Inferring cause and effect from nature, especially from observational (as opposed to ideal experimental) data where it is hard.
Graphical models and related techniques for doing it.
Avoiding the danger of folk statistics.
Observational studies, confounding, adjustment criteria, *d*-separation,
identifiability, interventions, moral equivalence…
Avoidance of Ecological fallacy/
Simpson’s paradox.

The gold standard, of course, is to work out if A causes B by doing an experiment where no input but A changes, then observing B. Statistically it is nearly as good to do the experiment where all other influences apart from A are at least uncorrelated with A. In many circumstances though, (budget restrictions, ethical constraints, bad experimental design…) we cannot do these ideal experiments, and a mathematical crutch is needed to get us the next-best outcome.

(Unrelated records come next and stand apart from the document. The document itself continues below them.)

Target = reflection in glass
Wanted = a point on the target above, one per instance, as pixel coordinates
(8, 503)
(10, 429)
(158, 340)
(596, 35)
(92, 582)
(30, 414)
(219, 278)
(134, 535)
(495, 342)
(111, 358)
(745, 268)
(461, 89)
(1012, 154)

The most well-trodden path in this circumstance is using
graphical models
with the additional assumption that \(A\rightarrow B\) may be read as “A causes a change in B”.
This is what you end up with if you use a Structural Equation Model (a.k.a. hierarchical models) to impose a causal structure on the observations.
The result is a particular type of graph, a *Directed Acyclic Graph* (DAG) which, informally put, summarises what can possibly affect what in your data.
C&C treatment effect estimation.

When can I use my crappy observational data, collected without a good experimental design for whatever reason, to do interventional inference? There is a lot of research in this area; I should summarise the salient bits for myself.

What can I actually identify?

OMFG Exogenous Variation! Or, Can You Find Good Nails When You Find an Indonesian Politics Hammer quotes Angus Deaton

we have at least some control over the light but choose to let it fall where it may and then proclaim that whatever it illuminates is what we were looking for all along

See also quantum causal graphical models, and the use of classical causal graphical models to eliminate hidden quantum causes.

## Learning materials

Yanir Seroussi reviews various books in Causal inference resources.

Miguel Hernán and Jamie Robins’ causal inference book (Miguel A. Hernán and Robins 2020) has a free draft online. See Yanir Seroussi’s review.

Jonas Peters’ notes from his teaching in 2015 (I may have taken this course; can’t recall exactly).

Samantha Kleinberg write two (introductory and advanced. The latter is notable for handling for time-dependent causality.

Tutorial: David Sontag and Uri Shalit, Causal inference from observational studies. Mastering Metrics: The Path from Cause to Effect A resource list for causality in statistics, data science and physics.

I speculate that in realistic causal networks or DAGs, the number of possible correlations grows faster than the number of possible causal relationships. So confounds really are that common, and since people do not think in DAGs, the imbalance also explains overconfidence.

Felix Elwert’s summary. (Elwert 2013)

Chapter 3 of (some edition of) Pearl’s book is available as an author’s preprint: Part 1, 2, 3, 4, 5, 6.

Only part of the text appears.